Opnameleeftijd pensioenregeling (verlaagd) naar 21 jaar
Dit geldt voor nieuwe deelnemers en werknemers die al in dienst waren en door hun leeftijd in aanmerking komen voor deelname. Voor laatstgenoemde werknemers geldt de toetreding niet met terugwerkende kracht. Er kan dus geen "misgelopen" pensioen worden geclaimd bij de (ex)-werkgever. De bewijslast van de pensioentoezegging is in de nieuwe Pensioenwet omgedraaid: de werkgever moet nu aantonen, dat er geen pensioentoezegging is gedaan. Is er een gegrond vermoeden, dat aan een collega met gelijkwaardige taken een pensioen is toegezegd, dan bestaat er ook recht op pensioen voor al zijn/haar collega’s. Voor de duidelijkheid: een werkgever heeft (in eerste instantie) geen verplichting pensioen toe te zeggen.
Verplichte deelname
In de nieuwe Pensioenwet is afzien van deelname aan de pensioenregeling niet meer mogelijk.
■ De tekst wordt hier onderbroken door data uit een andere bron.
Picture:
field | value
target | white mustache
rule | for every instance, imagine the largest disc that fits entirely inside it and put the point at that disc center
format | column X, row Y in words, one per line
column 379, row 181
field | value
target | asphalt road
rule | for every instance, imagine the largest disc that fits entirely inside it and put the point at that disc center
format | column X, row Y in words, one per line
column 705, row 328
De afstandsverklaring verdwijnt, zelfs al kent de regeling geen financiële bijdrage van de werkgever.
Verdwijning C-polis
Alle nieuw gesloten polissen per 1 januari 2007 vallen onder de complete bescherming van de Pensioenwet. De werkgever zal in elk geval verzekeringnemer van de polis zijn. Voor oude C-polissen (werknemer is verzekeringnemer) is overgangsrecht van toepassing.
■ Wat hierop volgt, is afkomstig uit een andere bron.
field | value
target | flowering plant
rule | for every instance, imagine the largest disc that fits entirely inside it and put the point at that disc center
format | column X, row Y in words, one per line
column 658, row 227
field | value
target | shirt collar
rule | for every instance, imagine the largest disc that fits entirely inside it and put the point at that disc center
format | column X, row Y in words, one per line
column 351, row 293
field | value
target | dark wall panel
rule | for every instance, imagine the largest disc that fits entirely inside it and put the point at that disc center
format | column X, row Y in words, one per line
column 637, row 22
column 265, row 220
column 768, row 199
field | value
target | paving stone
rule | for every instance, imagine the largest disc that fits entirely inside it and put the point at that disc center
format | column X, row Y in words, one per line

Verdwijning "bescherming" DGA uit de Pensioenwet
De Directeur Grootaandeelhouder (
DGA) valt niet onder de Pensioenwet, tenzij hij/zij al verzekerd was ten tijde van de PSW (voor 1 januari 2007) en voor 1-1-2008 heeft aangegeven de verzekerde regeling onder de PW te willen laten vallen. Dus als de
DGA niet (tijdig) heeft gereageerd, valt de verzekerde regeling NIET onder de PW.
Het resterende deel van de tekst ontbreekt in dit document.